Ces questions ont même mené à un échange tendu entre le gouverneur de Bassora, Assad Al-Eidani, et le Premier ministre Haider al-Abadi samedi au Parlement.

"Bassora est en feu, ma maison a brûlé", a martelé le premier pour attirer l'attention du second sur l'ampleur de la crise, mais ce dernier a renvoyé aux autorités locales la responsabilité de la crise. "Je vous ai déjà dit cent fois que le chef de la police était un corrompu", a fini par lancer, excédé, M. Eidani.

"Les quelques mots du gouverneur nous ont fait chaud au coeur et redonné espoir", assure Abdallah al-Basri, 59 ans.

Peu après cette passe d'arme, la crise à Bassora a rebattu les cartes dans la capitale irakienne, siège du pouvoir central.

- Nouvelle donne nationale -

La grande victime politique de cet épisode semble être M. Abadi. Lâché par son allié Moqtada Sadr, vainqueur des législatives, ses chances de se maintenir au gouvernement semblent désormais très réduites.

Cette nouvelle donne devrait permettre, selon les experts, de débloquer samedi prochain la paralysie du Parlement.

Ce jour-là, les députés doivent élire le président de la Chambre, après avoir échoué à le faire lors de la réunion inaugurale du 3 septembre. Des sources parlementaires ajoutent même que ce rendez-vous pourrait être avancé.

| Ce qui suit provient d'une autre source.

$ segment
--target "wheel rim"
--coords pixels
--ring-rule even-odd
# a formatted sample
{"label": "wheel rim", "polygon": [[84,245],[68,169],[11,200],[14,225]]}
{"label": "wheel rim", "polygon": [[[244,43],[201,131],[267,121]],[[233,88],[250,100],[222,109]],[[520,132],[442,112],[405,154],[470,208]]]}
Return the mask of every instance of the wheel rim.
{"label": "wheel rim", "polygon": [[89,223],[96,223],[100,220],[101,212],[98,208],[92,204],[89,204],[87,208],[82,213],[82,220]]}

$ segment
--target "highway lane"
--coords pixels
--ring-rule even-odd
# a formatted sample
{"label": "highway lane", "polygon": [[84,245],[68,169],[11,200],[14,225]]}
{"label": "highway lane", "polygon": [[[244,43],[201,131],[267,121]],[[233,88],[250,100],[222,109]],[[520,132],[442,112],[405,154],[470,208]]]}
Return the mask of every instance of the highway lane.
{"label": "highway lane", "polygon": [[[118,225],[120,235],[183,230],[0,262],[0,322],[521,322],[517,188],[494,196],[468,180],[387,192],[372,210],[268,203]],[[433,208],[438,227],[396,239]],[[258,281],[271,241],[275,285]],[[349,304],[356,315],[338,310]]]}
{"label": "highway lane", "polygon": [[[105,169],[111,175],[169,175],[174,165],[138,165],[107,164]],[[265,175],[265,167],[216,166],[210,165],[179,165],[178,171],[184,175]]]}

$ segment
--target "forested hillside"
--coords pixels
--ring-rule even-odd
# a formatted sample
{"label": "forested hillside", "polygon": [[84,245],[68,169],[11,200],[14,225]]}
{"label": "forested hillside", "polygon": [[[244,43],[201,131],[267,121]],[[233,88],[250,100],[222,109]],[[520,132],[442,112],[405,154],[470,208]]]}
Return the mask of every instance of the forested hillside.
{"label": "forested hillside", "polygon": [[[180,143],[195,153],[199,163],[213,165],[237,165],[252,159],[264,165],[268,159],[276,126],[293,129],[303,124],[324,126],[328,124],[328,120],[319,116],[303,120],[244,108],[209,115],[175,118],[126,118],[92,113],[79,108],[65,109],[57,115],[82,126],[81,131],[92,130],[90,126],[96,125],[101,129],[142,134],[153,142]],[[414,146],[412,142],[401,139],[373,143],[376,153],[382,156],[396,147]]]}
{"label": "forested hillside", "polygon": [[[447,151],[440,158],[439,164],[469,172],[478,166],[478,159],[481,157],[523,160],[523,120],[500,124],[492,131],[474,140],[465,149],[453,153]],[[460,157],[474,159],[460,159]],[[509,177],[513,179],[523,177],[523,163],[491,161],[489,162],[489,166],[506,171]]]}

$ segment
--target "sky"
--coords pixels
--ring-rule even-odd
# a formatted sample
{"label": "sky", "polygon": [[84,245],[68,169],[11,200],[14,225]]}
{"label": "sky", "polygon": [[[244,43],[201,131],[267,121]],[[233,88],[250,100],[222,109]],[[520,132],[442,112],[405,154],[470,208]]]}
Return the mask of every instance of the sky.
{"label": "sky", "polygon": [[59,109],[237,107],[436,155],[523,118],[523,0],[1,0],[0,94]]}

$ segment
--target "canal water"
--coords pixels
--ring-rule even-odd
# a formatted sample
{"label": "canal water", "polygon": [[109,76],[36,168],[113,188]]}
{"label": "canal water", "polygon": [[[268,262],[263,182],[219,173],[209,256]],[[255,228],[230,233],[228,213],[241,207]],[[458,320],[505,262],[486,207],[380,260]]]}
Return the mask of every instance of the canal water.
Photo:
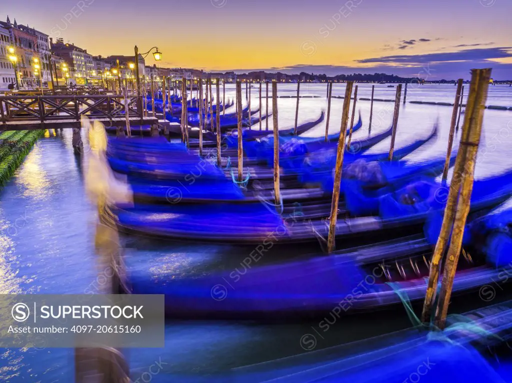
{"label": "canal water", "polygon": [[[279,95],[294,95],[296,86],[280,85]],[[360,84],[358,87],[358,97],[369,98],[371,86]],[[333,95],[343,95],[344,88],[344,85],[335,84]],[[466,85],[466,94],[467,88]],[[325,84],[303,84],[301,90],[303,95],[317,97],[300,99],[300,123],[316,119],[327,105]],[[455,92],[453,85],[417,85],[409,87],[407,97],[408,100],[453,102]],[[258,89],[253,88],[252,92],[254,106],[258,103]],[[264,87],[263,92],[264,95]],[[394,88],[378,85],[375,97],[393,99],[394,92]],[[234,96],[233,87],[227,87],[226,95]],[[332,100],[332,133],[339,129],[343,101]],[[296,102],[296,99],[279,99],[281,128],[293,126]],[[489,87],[487,104],[512,106],[512,88]],[[393,107],[393,103],[374,103],[372,133],[390,125]],[[361,111],[363,127],[354,134],[354,140],[368,136],[369,102],[358,101],[357,109]],[[439,130],[435,142],[407,159],[419,161],[443,154],[452,109],[449,106],[401,105],[395,147],[427,136],[437,122]],[[269,126],[271,129],[271,119]],[[259,128],[257,125],[254,128]],[[325,128],[324,122],[308,135],[323,136]],[[85,159],[73,154],[70,130],[65,129],[62,133],[50,130],[46,136],[38,141],[15,175],[0,191],[2,294],[79,294],[98,285],[99,265],[94,249],[97,213],[87,198],[84,186],[88,154]],[[83,139],[87,143],[85,134]],[[385,140],[372,151],[385,151],[389,145],[389,140]],[[486,110],[476,177],[484,178],[512,168],[511,147],[512,111]],[[162,273],[172,274],[177,278],[229,270],[239,265],[251,251],[227,245],[177,244],[126,237],[122,240],[129,273],[143,274],[148,278]],[[298,249],[282,251],[279,256],[280,260],[304,253]],[[264,262],[272,261],[275,261]],[[478,303],[478,294],[470,299]],[[331,326],[323,339],[317,337],[314,349],[396,330],[410,324],[404,311],[399,309],[342,318]],[[317,325],[318,321],[264,324],[225,321],[169,322],[166,326],[164,348],[127,351],[132,379],[152,382],[228,381],[231,369],[306,352],[301,340]],[[72,349],[4,349],[0,353],[0,381],[74,381]]]}

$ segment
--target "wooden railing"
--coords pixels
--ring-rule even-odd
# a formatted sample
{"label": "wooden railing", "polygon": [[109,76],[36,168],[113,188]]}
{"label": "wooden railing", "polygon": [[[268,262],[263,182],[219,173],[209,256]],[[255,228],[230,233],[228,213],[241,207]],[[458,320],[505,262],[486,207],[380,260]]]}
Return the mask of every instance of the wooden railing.
{"label": "wooden railing", "polygon": [[[131,119],[143,118],[141,96],[127,96]],[[8,96],[0,97],[0,121],[58,122],[79,121],[82,116],[92,119],[119,119],[125,117],[122,96]]]}
{"label": "wooden railing", "polygon": [[[29,89],[20,91],[8,91],[3,92],[5,96],[41,96],[41,89]],[[54,89],[43,88],[45,96],[69,95],[83,96],[85,95],[104,95],[106,91],[103,88],[93,85],[83,85],[74,87],[59,86]]]}

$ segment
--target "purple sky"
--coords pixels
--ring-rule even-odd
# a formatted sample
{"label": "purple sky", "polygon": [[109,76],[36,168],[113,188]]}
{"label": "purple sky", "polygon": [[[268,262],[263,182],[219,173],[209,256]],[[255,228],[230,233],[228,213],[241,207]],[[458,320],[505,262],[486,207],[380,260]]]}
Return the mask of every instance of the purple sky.
{"label": "purple sky", "polygon": [[[512,0],[16,0],[5,20],[162,66],[512,79]],[[148,58],[151,58],[151,56]],[[152,63],[150,60],[150,63]]]}

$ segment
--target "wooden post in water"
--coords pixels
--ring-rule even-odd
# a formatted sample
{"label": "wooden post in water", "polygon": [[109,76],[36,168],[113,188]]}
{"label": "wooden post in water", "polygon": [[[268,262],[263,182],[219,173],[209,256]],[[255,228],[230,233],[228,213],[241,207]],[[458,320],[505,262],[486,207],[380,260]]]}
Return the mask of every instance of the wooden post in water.
{"label": "wooden post in water", "polygon": [[450,125],[450,136],[448,137],[448,149],[446,150],[446,159],[443,170],[443,185],[446,184],[448,178],[448,169],[450,168],[450,159],[452,156],[452,147],[453,146],[453,137],[455,133],[455,124],[457,122],[457,113],[459,111],[459,104],[460,102],[460,93],[462,91],[462,79],[459,78],[457,81],[457,92],[455,93],[455,101],[453,104],[453,111],[452,112],[452,121]]}
{"label": "wooden post in water", "polygon": [[327,93],[327,121],[325,123],[325,142],[327,142],[329,137],[329,121],[331,119],[331,98],[332,97],[332,82],[328,83]]}
{"label": "wooden post in water", "polygon": [[199,103],[199,155],[203,155],[203,128],[204,127],[203,121],[204,116],[203,111],[204,110],[203,103],[203,79],[199,77],[199,81],[198,82],[198,86],[199,87],[199,96],[198,97]]}
{"label": "wooden post in water", "polygon": [[[472,147],[472,145],[474,144],[478,144],[479,142],[479,141],[473,140],[476,136],[477,132],[478,133],[478,140],[479,140],[482,119],[483,118],[485,99],[487,97],[487,89],[488,86],[489,79],[490,78],[490,69],[474,69],[472,70],[471,84],[470,86],[469,96],[466,107],[466,112],[464,116],[464,123],[462,126],[462,134],[460,137],[460,144],[457,152],[457,158],[455,160],[453,176],[450,182],[450,191],[448,193],[446,207],[444,209],[444,215],[441,227],[441,231],[439,233],[437,242],[436,243],[434,253],[432,254],[429,282],[427,285],[426,294],[425,296],[425,301],[423,303],[423,311],[421,314],[421,321],[424,323],[430,323],[431,320],[432,307],[436,300],[436,294],[437,291],[437,284],[441,268],[441,261],[450,239],[450,235],[452,232],[452,227],[457,215],[456,211],[457,210],[458,201],[459,201],[459,204],[462,202],[461,207],[466,202],[468,207],[469,206],[468,200],[465,200],[465,198],[467,196],[467,194],[461,199],[461,197],[462,196],[461,195],[461,197],[459,197],[459,192],[463,183],[462,178],[464,175],[467,175],[465,172],[471,171],[472,174],[474,170],[474,163],[472,164],[471,161],[467,161],[467,160],[471,159],[469,157],[466,157],[467,150],[468,148],[472,147],[474,147],[475,150],[478,148],[477,146]],[[475,125],[476,125],[476,127]],[[472,185],[472,176],[471,178],[471,185]],[[467,191],[466,189],[466,193]],[[471,192],[470,194],[471,194]],[[462,209],[460,213],[463,213]],[[462,216],[459,217],[460,218],[462,217]],[[464,221],[465,220],[464,218]],[[461,229],[463,229],[463,224],[462,228],[461,228],[459,225],[457,233],[456,233],[455,229],[454,230],[451,244],[456,245],[457,244],[454,243],[455,238],[455,241],[458,242],[458,245],[460,245],[460,240],[458,239],[458,236],[460,234],[458,232]],[[450,260],[453,266],[453,262],[455,260],[455,256],[453,252],[450,256],[452,256],[453,258]],[[458,259],[458,254],[457,255],[457,259]],[[445,265],[445,271],[446,270],[447,266],[447,265]],[[453,272],[455,273],[454,270]],[[450,291],[451,291],[451,287],[450,287]],[[445,296],[444,299],[445,299],[446,298]],[[445,303],[447,307],[447,302],[450,301],[450,297],[448,297],[447,298],[448,299],[445,301],[445,302],[441,303],[440,301],[439,302],[438,305],[438,309],[439,307],[442,307]],[[436,313],[436,318],[437,317]]]}
{"label": "wooden post in water", "polygon": [[[211,91],[211,79],[209,79],[209,85],[210,87],[210,125],[211,127],[211,131],[214,131],[214,93]],[[218,112],[218,110],[217,112]]]}
{"label": "wooden post in water", "polygon": [[[116,65],[117,66],[117,82],[119,83],[119,94],[121,94],[121,69],[119,67],[119,60],[116,60]],[[153,112],[154,113],[155,109],[153,109]]]}
{"label": "wooden post in water", "polygon": [[249,83],[249,130],[251,130],[252,124],[252,119],[251,118],[251,84]]}
{"label": "wooden post in water", "polygon": [[242,146],[242,83],[240,80],[237,80],[237,105],[238,110],[237,112],[237,120],[238,122],[238,181],[241,182],[244,177],[244,149]]}
{"label": "wooden post in water", "polygon": [[339,141],[336,154],[336,167],[334,170],[334,187],[332,191],[332,202],[331,204],[331,216],[329,218],[329,237],[327,239],[327,252],[332,253],[336,246],[336,224],[338,220],[338,205],[339,202],[339,188],[342,184],[342,170],[343,169],[343,156],[345,152],[345,137],[347,135],[347,125],[349,121],[349,110],[350,109],[350,96],[352,95],[353,81],[347,82],[345,98],[343,100],[343,112],[342,115],[342,126],[340,127]]}
{"label": "wooden post in water", "polygon": [[297,104],[295,107],[295,130],[294,134],[297,135],[297,123],[298,121],[298,100],[301,92],[301,82],[297,81]]}
{"label": "wooden post in water", "polygon": [[[186,139],[187,147],[188,148],[190,146],[190,137],[189,137],[188,133],[188,95],[187,94],[187,83],[186,80],[185,81],[185,86],[183,87],[183,90],[185,91],[183,94],[183,98],[185,99],[185,137]],[[192,95],[191,94],[191,98]]]}
{"label": "wooden post in water", "polygon": [[261,131],[261,81],[260,81],[260,131]]}
{"label": "wooden post in water", "polygon": [[[209,109],[208,109],[208,79],[207,78],[205,82],[205,85],[206,87],[206,94],[205,95],[204,101],[202,101],[204,103],[204,114],[205,114],[205,123],[204,123],[204,130],[206,130],[206,128],[208,127],[208,115],[209,112]],[[211,116],[210,116],[210,125],[211,125]]]}
{"label": "wooden post in water", "polygon": [[131,137],[132,129],[130,128],[130,107],[128,105],[128,90],[126,89],[126,86],[123,88],[123,93],[124,96],[124,116],[126,118],[126,132],[128,133],[128,137]]}
{"label": "wooden post in water", "polygon": [[153,75],[151,75],[151,109],[153,111],[153,116],[156,117],[156,112],[155,110],[155,83],[153,82]]}
{"label": "wooden post in water", "polygon": [[375,91],[375,86],[372,85],[372,98],[370,101],[370,123],[368,124],[368,136],[372,132],[372,117],[373,116],[373,94]]}
{"label": "wooden post in water", "polygon": [[215,125],[217,128],[217,165],[219,167],[221,167],[221,114],[219,111],[221,107],[221,84],[219,83],[220,81],[220,80],[218,78],[215,80],[217,83],[217,113],[215,114],[217,117],[217,121]]}
{"label": "wooden post in water", "polygon": [[[452,209],[452,211],[450,212],[448,211],[447,207],[444,213],[445,217],[447,215],[449,217],[453,216],[455,213],[455,220],[450,248],[448,249],[444,262],[441,290],[439,291],[439,299],[436,310],[435,324],[441,330],[444,328],[446,314],[448,312],[448,306],[450,304],[452,289],[453,287],[454,278],[455,277],[457,264],[462,247],[464,229],[467,215],[470,212],[470,199],[473,191],[475,175],[475,165],[481,135],[482,122],[483,120],[483,114],[485,110],[485,101],[487,100],[490,73],[490,69],[472,70],[471,85],[462,126],[463,130],[466,131],[463,132],[462,136],[467,137],[467,140],[461,141],[459,149],[459,154],[464,158],[465,165],[462,172],[459,175],[462,178],[460,192],[456,209]],[[462,153],[460,153],[461,149]],[[459,156],[458,154],[457,156]],[[458,189],[457,188],[457,190],[454,192],[458,192]],[[450,193],[451,192],[451,188]]]}
{"label": "wooden post in water", "polygon": [[265,97],[266,99],[266,110],[265,111],[265,114],[267,115],[267,118],[265,119],[265,129],[266,130],[268,130],[268,81],[266,81],[265,83],[266,84],[267,88],[267,95]]}
{"label": "wooden post in water", "polygon": [[181,80],[181,132],[183,141],[185,144],[187,144],[187,136],[188,135],[186,116],[185,114],[187,106],[186,87],[186,80],[183,77]]}
{"label": "wooden post in water", "polygon": [[459,130],[459,123],[460,122],[460,115],[462,113],[462,102],[464,101],[464,85],[462,85],[462,90],[460,92],[460,104],[459,106],[459,117],[457,119],[457,128],[456,130]]}
{"label": "wooden post in water", "polygon": [[395,96],[395,111],[393,115],[393,131],[391,133],[391,145],[389,148],[389,161],[393,160],[393,151],[395,149],[395,138],[396,137],[396,126],[398,124],[398,112],[400,110],[400,96],[402,92],[402,84],[396,86],[396,95]]}
{"label": "wooden post in water", "polygon": [[357,85],[354,89],[354,104],[352,105],[352,114],[350,118],[350,130],[349,131],[349,140],[347,143],[347,147],[350,147],[350,142],[352,141],[352,131],[354,128],[354,118],[355,116],[355,104],[357,102]]}
{"label": "wooden post in water", "polygon": [[167,98],[167,90],[165,89],[165,76],[162,79],[162,104],[163,106],[163,118],[165,119],[165,99]]}
{"label": "wooden post in water", "polygon": [[278,121],[278,82],[272,81],[272,114],[274,125],[274,202],[281,204],[279,169],[279,125]]}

Maintenant que la liste des anciens combattants antijihadistes proches de l'Iran et celle de Moqtada Sadr se sont dites "sur la même longueur d'ondes pour former un gouvernement", une majorité claire devrait émerger au Parlement.

Dénoncé depuis une semaine par ses colistiers aux législatives --dont certains ont déjà annoncé avoir rejoint le bloc rival au Parlement--, invectivé samedi par le gouverneur de Bassora, le Premier ministre a de nouveau subi une attaque en règle dans la soirée.

Le très influent numéro deux des unités paramilitaires du Hachd al-Chaabi, Abou Mehdi al-Mouhandis, a accusé M. Abadi, sous le mandat duquel les troupes ont chassé le groupe Etat islamique (EI) de tous les centres urbains d'Irak, de s'attribuer indûment ce succès.

M. Abadi "n'a eu aucun rôle dans la victoire sur l'EI, ce sont les soldats, les policiers et vos frères du Hachd qui l'ont obtenue", a-t-il lancé lors d'une interview télévisée.